Vancouver’s rEvolver Theatre Festival isn’t just devoted to showcasing new works from emerging theatre artists, it also has a strong training element that sets it apart.
“When you do rEvolver it isn’t just another gig,” says co-artistic director David Mott. “You also get taught how to produce, giving emerging producers future skills that they can take away.”
That training aspect not only differentiates itself from others like it, it also creates a bit of a catch-22 for Mott and Daniel Martin, the other half of the festival’s artistic director duo.
“When we created Walking Fish [one of rEvolver’s predecessors] we gave so many opportunities for these artists to learn how to do short form theatre that we really made ourselves obsolete,” laughs Mott.
But don’t think Mott and Martin are complaining that they are somehow doing themselves out of a job, as they’ve been producing festivals of its kind for more than fifteen years.
After producing the Walking Fish Festival for nine, and then another three as Neanderthal Arts before beginning rEvolver in 2013, the history of their festivals mirrors closely their own as artists.
“We were emerging artists ourselves at the time we started Walking Fish, and this idea of creating opportunity for other emerging artists was key for us,” says Mott.
After its near decade run as Walking Fish, the duo moved the short form festival format to its next logical evolution, the Neanderthal Arts Festival.
“Walking Fish morphed into Neanderthal because we decided we needed to change the focus from emerging amateur artists to emerging professionals,” says Mott. “After three years with Neanderthal we decided again that it didn’t tell the story properly of the quality of work that was happening, so we transformed again.”
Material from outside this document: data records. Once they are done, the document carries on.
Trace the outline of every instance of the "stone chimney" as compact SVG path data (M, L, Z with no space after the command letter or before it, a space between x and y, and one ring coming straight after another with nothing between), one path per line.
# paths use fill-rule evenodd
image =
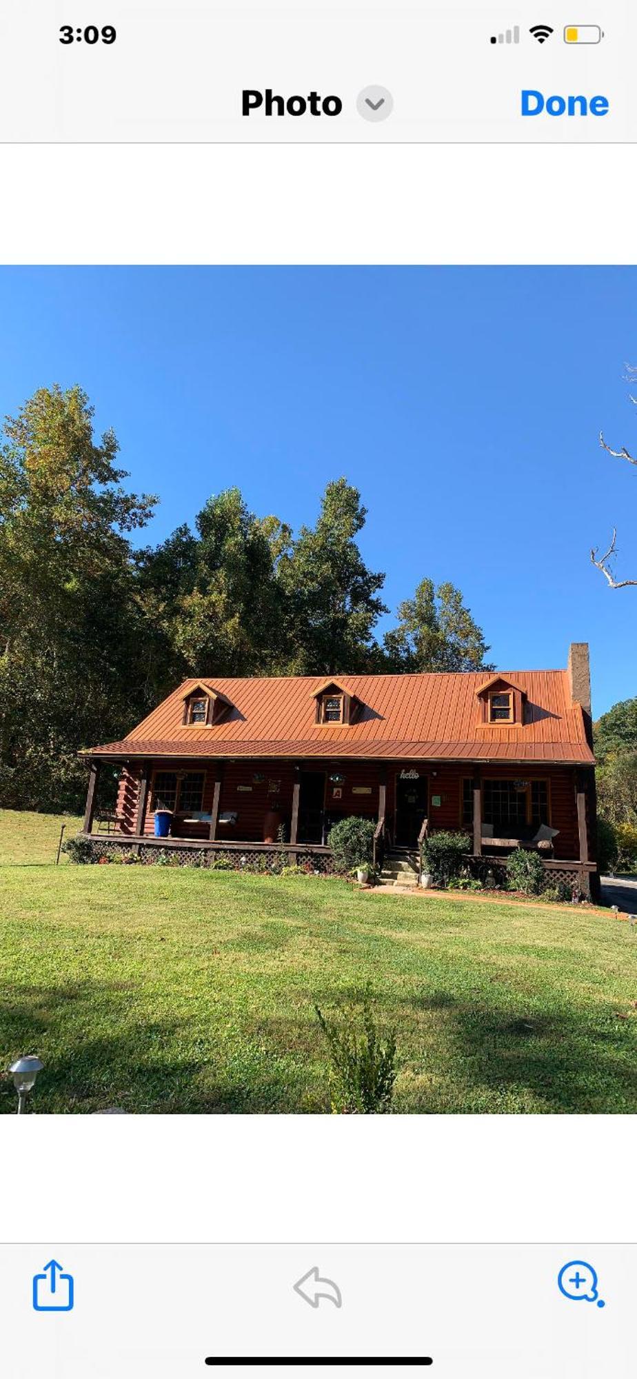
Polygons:
M589 661L589 643L587 641L572 641L568 648L568 683L571 687L571 699L574 703L580 703L585 714L590 718L590 661Z

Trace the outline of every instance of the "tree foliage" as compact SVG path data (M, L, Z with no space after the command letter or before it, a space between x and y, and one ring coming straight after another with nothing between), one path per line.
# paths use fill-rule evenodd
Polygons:
M77 804L77 747L145 702L145 619L128 532L154 499L123 488L112 432L92 436L79 387L39 389L0 450L0 790L7 804ZM146 702L150 702L149 699Z
M637 699L622 699L593 725L598 761L614 753L637 752Z
M489 670L483 629L451 583L422 579L398 604L398 626L385 634L385 655L396 672Z
M156 498L128 492L79 387L41 387L0 436L0 804L77 808L81 746L121 738L186 676L463 670L488 650L462 594L423 579L387 612L358 546L361 496L327 484L298 535L240 490L193 530L138 545Z

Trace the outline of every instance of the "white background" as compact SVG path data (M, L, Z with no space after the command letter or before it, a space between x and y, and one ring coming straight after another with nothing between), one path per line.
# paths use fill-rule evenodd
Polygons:
M634 262L633 163L620 146L6 148L0 259ZM627 1117L6 1116L0 1233L634 1241L634 1138Z

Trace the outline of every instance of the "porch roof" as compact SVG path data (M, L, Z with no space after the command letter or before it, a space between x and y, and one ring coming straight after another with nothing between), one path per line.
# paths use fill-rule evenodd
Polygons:
M575 757L568 745L561 743L517 743L517 750L512 754L507 743L489 743L488 752L483 742L376 742L365 745L360 742L145 742L136 738L123 738L121 742L109 742L101 747L92 747L92 757L172 757L185 760L229 760L245 757L251 760L290 758L290 760L336 760L350 757L354 760L396 760L396 761L516 761L529 765L536 761L545 764L590 765L593 754L586 745L582 754Z
M117 757L358 757L456 761L594 763L565 670L501 672L525 695L524 723L478 721L483 672L338 676L358 701L349 724L317 723L325 676L192 678L183 681L117 742L87 756ZM183 695L204 685L232 705L216 724L183 723Z

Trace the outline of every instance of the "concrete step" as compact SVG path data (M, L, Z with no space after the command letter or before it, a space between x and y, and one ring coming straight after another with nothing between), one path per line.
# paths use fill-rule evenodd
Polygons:
M382 865L382 874L385 876L418 876L418 862L407 860L407 858L385 858Z
M416 883L418 877L415 876L404 876L397 880L390 876L381 876L375 888L376 891L412 891Z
rEvolver moves the line between amateur and professional, even in name.
“rEvolver is a reference to the stage revolve, the circular turntable on a stage that allows you to change sets,” explains Mott. “It represents these artists passing from the amateur performing level to the professional.”
Taking rEvolver to this next level isn’t just about the artists though, as Mott and Martin keep its audience in mind with two weeks of programming that now includes main stage productions inside The Cultch’s Historic Theatre, its Culture Lab, and the full-on transformation of a third area in the facility that is not typically used for performances.
“We realized that with the way The Cultch is organized the main theatre is so large that it can only serve certain shows,” says Mott. “Rather than try to fit shows into a venue that doesn’t fit them, we have transformed the wine bar into an actual performance venue.”